Anne and Ethan were oddly matched in so many ways. Anne often summed up their dynamic as “agree to disagree.” About having more children, for instance—Ethan had been so freaked out when she got pregnant at 21, but then his philosophy morphed into, if you have one, you may as well have four. He wanted kids two years apart, so they’d be close. Easy for him to campaign for more kids, when the parenting mostly fell to Anne. Anne teased him that it was all an excuse to buy bunkbeds. When he talked about how lonely he had been, as an only child, she said, merrily, “Let’s agree to disagree.”
“I disagree to disagree!” That was almost his parting line. The box he’d checked, filing for divorce, was “Irreconcilable differences.”
When the waitress drops off the check, she smiles sympathetically at Anne. She’s young, a college student perhaps. When Anne was her age, Charlie had been a newborn; Anne had worn her everywhere in a sling. Charlie had liked to suck on Anne’s finger for so long that her fingertip turned pruney. Ethan called the baby, “your barnacle.”
The waitress must observe so much bad behavior in her line of work: an anthropologist, studying the primates.
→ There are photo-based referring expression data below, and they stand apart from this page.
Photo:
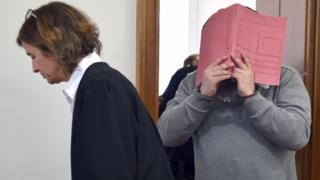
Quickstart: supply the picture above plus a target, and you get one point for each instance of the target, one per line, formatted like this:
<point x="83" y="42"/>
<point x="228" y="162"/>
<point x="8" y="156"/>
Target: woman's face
<point x="46" y="65"/>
Anne has long been ambivalent about dining out of the house for this reason. On the one hand, the break from cooking is welcome. On the other hand, to dine in a restaurant is to put your relationships on display. Of course, it’s only when there’s tension that Anne feels exposed. She thinks of that movie Clash of the Titans, which she watched a dozen times as a kid. Zeus moves about stone figurines representing the human characters like they’re dolls in a dollhouse, puts them face-to-face with monsters. Then he watches to see what they’ll do. Anne feels like one of those stone figurines. That everyone is watching her and that whatever move she makes will be discussed, analyzed. Maybe this is part of why she can’t stop thinking about the Zaxes. The way their paths run into each other like that, it’s not an accident. Seuss is their Zeus, forcing them into a test they are predestined to fail. Of course, Anne isn’t really stone. She is perfectly capable of moving.